The present study assessed data from 20 patients with suspected bone metastases. The SPECT values of measured L4 had a wide SUV range because some patients had various pathologies (bone metastasis (n = 7), degenerative (n = 5), and trauma (n = 3)). Our clinical study found a significant difference in SUVpeak and SUVmax, and this quantitative difference between xQ and xB could be interpreted as noise suppression owing to weighted correction based on zone map system. Because the SUVpeak is less susceptible to statistical noise compared with SUVmax [37], it significantly differed between xQ and xB (p = 0.001). The clinical xB image with high resolution can not only reveal bone microlesions but also improve diagnostic confidence [23]. Therefore, we considered that clinical evaluation for xB images with SUVpeak could provide more accurate and reliable diagnostics. To calculate SUVpeak entails expressing the maximum average voxel value within a spherical volume of 1 cm3, but the xB is useful to enhance diagnostics for bone SPECT images in terms of quantitative and qualitative superiority. However, the quantitative variation caused by misalignments such as motion and respiratory errors during clinical scanning is a concern. Reconstruction using the xB algorithm might behave differently due to the unique zone map system. Therefore, misalignment between SPECT and CT images due to respiratory errors such as those caused by the ribs and sternum should be considered when clinically applying xB.

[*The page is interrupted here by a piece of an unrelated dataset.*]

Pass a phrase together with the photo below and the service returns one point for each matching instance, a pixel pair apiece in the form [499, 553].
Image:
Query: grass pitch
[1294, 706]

The present study has several limitations. The reconstructed SPECT images were assessed using different cross-calibration methods. The CCF on quantitative SPECT images varied depending on the activity concentration [41]. Thus, slight quantitative errors might arise between the F3D and xSPECT models. In addition, the body type of the 20 patients and the amounts of injected tracer were essentially standard (average, 15.9 ± 2.8 MBq/kg). We could not consider dependence on physique into consideration, and the effects of factors such as counts and scattering remain unclear. Further study is required to assess the relationship between body type and the quality of images reconstructed using the xSPECT algorithm.

Conclusions

Bone images were qualitatively and quantitatively improved when reconstructed using OSCGM-based xSPECT (xQ and xB) compared with the OSEM-based F3D reconstruction. The quality of images under optimized xB reconstruction conditions was better because of sharper demarcation and lower background noise. One unique aspect of the bone structures in xB reconstructions is that the image content such as spatial resolution was independent of the iteration numbers. Our findings provide important information that should facilitate understanding of the performance characteristics of the novel xQ and xB algorithms.